Many other nights besides there have been—long series of American nights—John Van Dyke nights I might say, Timothy Cole nights,—but no, I am not going to name names and make a catalogue, I am not going to write their story, I am not going to run the risks of the folly I have protested against. I have confessed my safe belief that of the living only good should be spoken, and good only when it is within the bounds of discretion. It is not my ambition to rival at home the unpopularity of N.P. Willis in England after the first of his indiscretions, which seem discretion itself now in the light of to-day's yellow and society journalism.
And there have been English nights—many—nights with old friends who are faithful and new friends who are devoted—nights of late so like the old Thursday nights that both Hartrick and Sullivan, now twenty years older and with no Phil May to revolve round, asked why those old memorable gay nights could not be revived? But would they be gay? Would they not turn out the dust and ashes, the worse than Lenten fare, from which I shrink? Would they not, as I have said, prove as mournful as that banquet of Zola's Conquerors of Paris?

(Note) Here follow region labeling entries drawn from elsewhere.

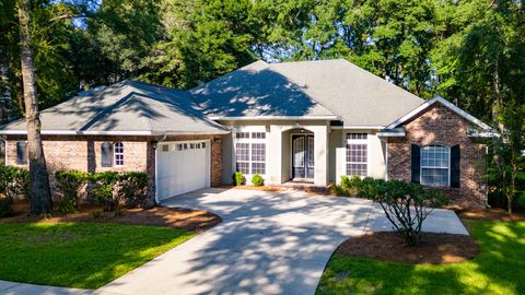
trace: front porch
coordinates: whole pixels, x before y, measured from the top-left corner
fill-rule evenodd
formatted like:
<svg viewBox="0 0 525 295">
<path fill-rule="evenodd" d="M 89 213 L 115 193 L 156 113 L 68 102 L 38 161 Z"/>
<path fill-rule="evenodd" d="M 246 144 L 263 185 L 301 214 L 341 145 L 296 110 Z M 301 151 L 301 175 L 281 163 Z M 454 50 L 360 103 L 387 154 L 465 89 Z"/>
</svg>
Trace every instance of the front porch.
<svg viewBox="0 0 525 295">
<path fill-rule="evenodd" d="M 326 187 L 328 126 L 270 126 L 268 184 Z"/>
</svg>

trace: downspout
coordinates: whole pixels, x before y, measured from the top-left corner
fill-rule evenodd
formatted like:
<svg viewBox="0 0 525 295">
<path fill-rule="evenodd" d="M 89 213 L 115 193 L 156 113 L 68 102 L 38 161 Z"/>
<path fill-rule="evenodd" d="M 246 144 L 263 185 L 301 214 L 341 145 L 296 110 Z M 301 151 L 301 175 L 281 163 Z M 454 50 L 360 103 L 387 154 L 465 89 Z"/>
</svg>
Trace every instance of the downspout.
<svg viewBox="0 0 525 295">
<path fill-rule="evenodd" d="M 485 168 L 489 166 L 489 146 L 485 146 Z M 485 208 L 491 209 L 492 206 L 489 204 L 489 180 L 485 184 Z"/>
<path fill-rule="evenodd" d="M 388 181 L 388 141 L 381 139 L 385 143 L 385 180 Z"/>
<path fill-rule="evenodd" d="M 166 138 L 167 138 L 167 135 L 164 134 L 161 140 L 155 142 L 154 145 L 152 144 L 152 148 L 155 150 L 155 204 L 156 205 L 159 205 L 159 190 L 158 190 L 158 188 L 159 188 L 159 177 L 158 177 L 158 175 L 159 175 L 159 161 L 158 161 L 159 154 L 158 154 L 158 150 L 159 149 L 158 149 L 158 146 L 159 146 L 159 143 L 165 141 Z"/>
</svg>

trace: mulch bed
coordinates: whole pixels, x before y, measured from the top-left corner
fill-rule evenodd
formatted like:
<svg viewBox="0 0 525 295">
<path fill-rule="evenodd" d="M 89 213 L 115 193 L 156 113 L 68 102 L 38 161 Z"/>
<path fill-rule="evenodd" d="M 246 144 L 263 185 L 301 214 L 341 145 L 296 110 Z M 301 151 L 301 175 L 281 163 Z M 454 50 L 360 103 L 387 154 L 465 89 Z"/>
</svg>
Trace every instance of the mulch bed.
<svg viewBox="0 0 525 295">
<path fill-rule="evenodd" d="M 359 256 L 387 262 L 456 263 L 472 259 L 479 252 L 470 236 L 423 233 L 420 246 L 407 246 L 397 233 L 378 232 L 352 237 L 336 253 Z"/>
<path fill-rule="evenodd" d="M 14 204 L 16 214 L 11 217 L 0 219 L 0 222 L 98 222 L 98 223 L 119 223 L 128 225 L 149 225 L 164 226 L 178 229 L 203 232 L 222 220 L 219 215 L 184 208 L 122 208 L 120 214 L 115 212 L 104 212 L 101 206 L 82 205 L 79 212 L 73 214 L 60 214 L 54 212 L 50 217 L 28 216 L 28 204 L 26 202 L 16 202 Z"/>
<path fill-rule="evenodd" d="M 513 213 L 509 214 L 506 210 L 499 208 L 470 208 L 470 209 L 455 209 L 457 215 L 460 219 L 465 220 L 477 220 L 477 221 L 525 221 L 524 213 Z"/>
</svg>

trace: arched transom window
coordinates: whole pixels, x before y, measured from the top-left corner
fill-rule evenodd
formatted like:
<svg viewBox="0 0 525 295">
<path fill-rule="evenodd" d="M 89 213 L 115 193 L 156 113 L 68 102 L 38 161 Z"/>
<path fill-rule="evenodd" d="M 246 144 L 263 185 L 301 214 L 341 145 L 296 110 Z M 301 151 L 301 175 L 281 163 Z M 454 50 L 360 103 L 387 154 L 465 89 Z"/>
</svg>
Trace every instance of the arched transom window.
<svg viewBox="0 0 525 295">
<path fill-rule="evenodd" d="M 113 154 L 115 157 L 115 166 L 124 166 L 124 144 L 121 142 L 115 142 Z"/>
</svg>

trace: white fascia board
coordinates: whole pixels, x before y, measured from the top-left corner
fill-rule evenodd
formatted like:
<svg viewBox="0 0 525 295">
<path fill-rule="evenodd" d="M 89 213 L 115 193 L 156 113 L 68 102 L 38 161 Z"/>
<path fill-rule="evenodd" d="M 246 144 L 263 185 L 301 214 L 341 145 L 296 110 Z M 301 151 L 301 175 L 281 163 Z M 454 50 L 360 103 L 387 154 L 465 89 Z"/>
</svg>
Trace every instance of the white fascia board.
<svg viewBox="0 0 525 295">
<path fill-rule="evenodd" d="M 336 128 L 334 128 L 336 127 Z M 385 127 L 384 126 L 378 126 L 378 125 L 355 125 L 355 126 L 351 126 L 351 125 L 348 125 L 348 126 L 332 126 L 334 129 L 359 129 L 359 130 L 364 130 L 364 129 L 370 129 L 370 130 L 381 130 L 381 129 L 384 129 Z"/>
<path fill-rule="evenodd" d="M 407 133 L 402 132 L 377 132 L 376 135 L 380 138 L 404 138 Z"/>
<path fill-rule="evenodd" d="M 244 117 L 222 117 L 211 116 L 208 117 L 214 121 L 242 121 L 242 120 L 339 120 L 338 116 L 244 116 Z"/>
<path fill-rule="evenodd" d="M 218 130 L 218 131 L 159 131 L 153 132 L 152 135 L 224 135 L 230 134 L 232 131 L 230 130 Z"/>
<path fill-rule="evenodd" d="M 25 135 L 26 130 L 0 130 L 4 135 Z M 43 135 L 151 135 L 151 131 L 71 131 L 71 130 L 42 130 Z"/>
<path fill-rule="evenodd" d="M 454 113 L 459 115 L 460 117 L 463 117 L 466 120 L 477 125 L 478 127 L 480 127 L 483 130 L 491 130 L 490 126 L 486 125 L 485 122 L 482 122 L 478 118 L 476 118 L 472 115 L 466 113 L 465 110 L 460 109 L 459 107 L 457 107 L 453 103 L 446 101 L 445 98 L 443 98 L 439 95 L 434 96 L 432 99 L 429 99 L 429 101 L 424 102 L 422 105 L 420 105 L 419 107 L 417 107 L 412 111 L 408 113 L 407 115 L 397 119 L 393 123 L 388 125 L 386 127 L 386 129 L 394 129 L 394 128 L 398 127 L 399 125 L 401 125 L 401 123 L 406 122 L 407 120 L 413 118 L 416 115 L 418 115 L 419 113 L 421 113 L 422 110 L 427 109 L 428 107 L 430 107 L 431 105 L 433 105 L 435 103 L 441 103 L 442 105 L 446 106 L 447 108 L 450 108 L 451 110 L 453 110 Z"/>
</svg>

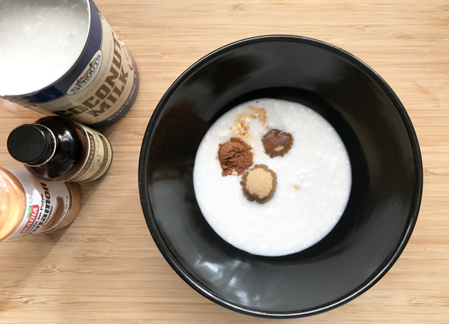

Recently there have been Belgian nights—nights with those Belgian artists whose habit was never to travel at all until they started on their journey as exiles to London—a journey to which the end in a return journey seems to them so tediously long in coming. And there have been War nights when the clash of our battle, in the grim consciousness of that other battle not so far away, is less cheerful. And there have been nights with the great search-lights over the Thames that tell us as much as those young insistent voices in Buckingham Street could tell, but only of things so tragic and so sombre that I am the more eager to finish the story of our London nights with our Thursdays, in the years when we were burdened by no more serious fighting than the endless fight of friend with friend, of fellow worker with fellow worker, fought in the good cause of work and play, faith and doubt, fear and hope—a stirring fight, but one in which words are the weapons, one which can never be won or lost, since no two can ever be found to agree when they talk for pleasure, nor any one man forced to agree with himself for all time.